Note: for a list of available xleap commands type "help" in the main xleap window. For help on a specific command type "help command". E.g. for help with loadpdb you should get the following on typing "help loadpdb":

> help loadpdb
variable = loadPdb filename
STRING _filename_

Load a Protein Databank format file with the file name _filename_.

The sequence numbers of the RESIDUEs will be determined from the order of residues within the PDB file ATOM records. For each residue in the PDB file, LEaP searches the variables currently defined for variable names that match the residue name. If a match is found, then the contents of the variable are copied into the UNIT created for the PDB structure. If no PDB `TER' card separates the current residue from the previous one, a bond is created between the connect1 ATOM of the previous residue and the connect0 atom of the new one. As atoms are read from the ATOM records, their coordinates are written into the correspondingly named ATOMs within the residue being built. If the entire residue is read and it is found that ATOM coordinates are missing, then external coordinates are built from the internal coordinates that were defined in the matching UNIT (residue) variable. This allows LEaP to build coordinates for hydrogens and lone pairs which are not specified in PDB files.

Now, let's go back to the beginning and assume everything was set up properly; the distraction above was simply to give you a little insight to what goes on behind the scenes... Remember, using software like it is a black box is dangerous, especially in research.

Following this rather long aside, we can now return to where we were before. Remember that we had loaded our model:

dna1 = loadpdb "nuc.pdb"

To look at the newly created "unit" named "dna1" type:

edit dna1

This should cause the unit editor window to pop up as shown below:

To create our first prmtop and rst7 files, we simply issue the following command in the main xleap window:

saveamberparm dna1 polyAT_vac.prmtop polyAT_vac.rst7

This should give you the following output (the warning concerns the fact that we did not neutralize our system - more on this later):

> saveamberparm dna1 polyAT_vac.prmtop polyAT_vac.rst7
Checking Unit.
WARNING: The unperturbed charge of the unit: -18.000000 is not zero.

 -- ignoring the warning.

Building topology.
Building atom parameters.
Building bond parameters.
Building angle parameters.
Building proper torsion parameters.
Building improper torsion parameters.
 total 110 improper torsions applied
Building H-Bond parameters.
Not Marking per-residue atom chain types.
Marking per-residue atom chain types.
 (no restraints)

and create the following two files:

polyAT_vac.prmtop

polyAT_vac.rst7

To remind you about these files:

prmtop: The parameter/topology file. This defines the connectivity and parameters for our current model. This information is static, or in other words, it doesn't change during the simulation. The prmtop we created above is called polyAT_vac.prmtop.
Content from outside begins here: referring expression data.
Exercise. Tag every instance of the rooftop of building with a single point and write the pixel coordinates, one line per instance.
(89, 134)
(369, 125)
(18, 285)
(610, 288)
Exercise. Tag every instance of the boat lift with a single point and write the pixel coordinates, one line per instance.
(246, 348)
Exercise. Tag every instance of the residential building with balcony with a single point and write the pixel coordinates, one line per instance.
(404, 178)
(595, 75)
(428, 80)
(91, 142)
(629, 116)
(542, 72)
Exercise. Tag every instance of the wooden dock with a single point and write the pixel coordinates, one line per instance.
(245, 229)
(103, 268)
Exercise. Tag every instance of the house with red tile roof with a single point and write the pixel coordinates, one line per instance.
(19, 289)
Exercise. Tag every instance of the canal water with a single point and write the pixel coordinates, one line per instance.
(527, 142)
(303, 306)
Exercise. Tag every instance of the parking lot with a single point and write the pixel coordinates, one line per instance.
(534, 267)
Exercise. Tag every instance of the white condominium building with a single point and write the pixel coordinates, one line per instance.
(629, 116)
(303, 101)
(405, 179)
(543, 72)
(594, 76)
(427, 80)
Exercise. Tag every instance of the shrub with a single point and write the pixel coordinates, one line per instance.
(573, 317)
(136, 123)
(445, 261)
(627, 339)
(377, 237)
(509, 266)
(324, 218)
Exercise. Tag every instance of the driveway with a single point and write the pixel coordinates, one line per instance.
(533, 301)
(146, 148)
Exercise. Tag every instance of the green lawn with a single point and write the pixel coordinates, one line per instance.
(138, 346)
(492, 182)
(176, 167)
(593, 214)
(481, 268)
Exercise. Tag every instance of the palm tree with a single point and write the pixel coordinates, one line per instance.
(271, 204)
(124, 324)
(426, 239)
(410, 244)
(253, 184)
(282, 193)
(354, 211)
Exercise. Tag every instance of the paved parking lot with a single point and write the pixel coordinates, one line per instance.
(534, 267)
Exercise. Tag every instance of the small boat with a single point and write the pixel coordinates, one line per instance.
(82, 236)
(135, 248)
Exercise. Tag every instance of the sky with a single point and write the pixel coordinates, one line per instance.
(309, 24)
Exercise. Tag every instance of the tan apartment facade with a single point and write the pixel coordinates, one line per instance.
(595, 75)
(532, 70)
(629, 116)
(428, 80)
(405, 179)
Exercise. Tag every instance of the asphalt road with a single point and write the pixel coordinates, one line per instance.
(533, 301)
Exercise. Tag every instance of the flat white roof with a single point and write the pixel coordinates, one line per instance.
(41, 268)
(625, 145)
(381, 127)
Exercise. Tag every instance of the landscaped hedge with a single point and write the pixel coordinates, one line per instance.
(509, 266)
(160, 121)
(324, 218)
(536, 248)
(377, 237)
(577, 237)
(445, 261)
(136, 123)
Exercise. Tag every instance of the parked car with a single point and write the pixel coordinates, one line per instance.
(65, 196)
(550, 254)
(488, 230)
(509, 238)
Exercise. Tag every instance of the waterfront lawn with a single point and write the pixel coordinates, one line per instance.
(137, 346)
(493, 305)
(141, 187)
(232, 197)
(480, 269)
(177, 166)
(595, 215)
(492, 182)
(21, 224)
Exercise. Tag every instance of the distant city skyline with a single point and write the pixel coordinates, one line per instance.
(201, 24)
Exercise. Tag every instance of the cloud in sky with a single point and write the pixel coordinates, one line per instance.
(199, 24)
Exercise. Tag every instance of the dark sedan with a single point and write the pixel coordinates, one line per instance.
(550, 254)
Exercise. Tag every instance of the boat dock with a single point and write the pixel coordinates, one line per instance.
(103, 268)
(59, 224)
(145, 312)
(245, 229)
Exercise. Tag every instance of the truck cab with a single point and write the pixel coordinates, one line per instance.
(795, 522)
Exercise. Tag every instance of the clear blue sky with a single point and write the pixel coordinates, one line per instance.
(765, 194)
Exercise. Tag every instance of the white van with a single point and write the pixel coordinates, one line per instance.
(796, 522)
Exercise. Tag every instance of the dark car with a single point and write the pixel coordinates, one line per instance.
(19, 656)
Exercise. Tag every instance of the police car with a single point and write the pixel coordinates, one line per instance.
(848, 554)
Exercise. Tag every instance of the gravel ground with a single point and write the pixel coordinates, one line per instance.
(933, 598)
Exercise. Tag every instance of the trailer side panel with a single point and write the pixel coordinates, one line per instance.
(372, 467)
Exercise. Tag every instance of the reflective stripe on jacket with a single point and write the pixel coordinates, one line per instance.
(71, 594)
rst7: The coordinates (and optionally box coordinates and velocities). This is data is not static and changes during the simulations (although the file is unaltered). Above we created an initial set of coordinates called polyAT_vac.rst7.

Now we want to create a topology that has explicit net neutralizing counterions. There are a number of different ways to add ions to a structure. In this example we shall use the addions command implemented in xleap. This method works by constructing a Coulombic potential on a 1.0 angstrom grid and then placing counterions one at a time at the points of lowest/highest electrostatic potential. The command to do this is as follows (the '0' means 'neutralize'):

addions dna1 Na+ 0

This should add a total of 18 sodium anions to counteract the -18 charge of the DNA chain. (Note: The command works on integers and so if your system charge is -17.999 then it will only add 17 counterions. In this case the simple solution is to explicitly specify the number of counter ions you need in place of the zero.)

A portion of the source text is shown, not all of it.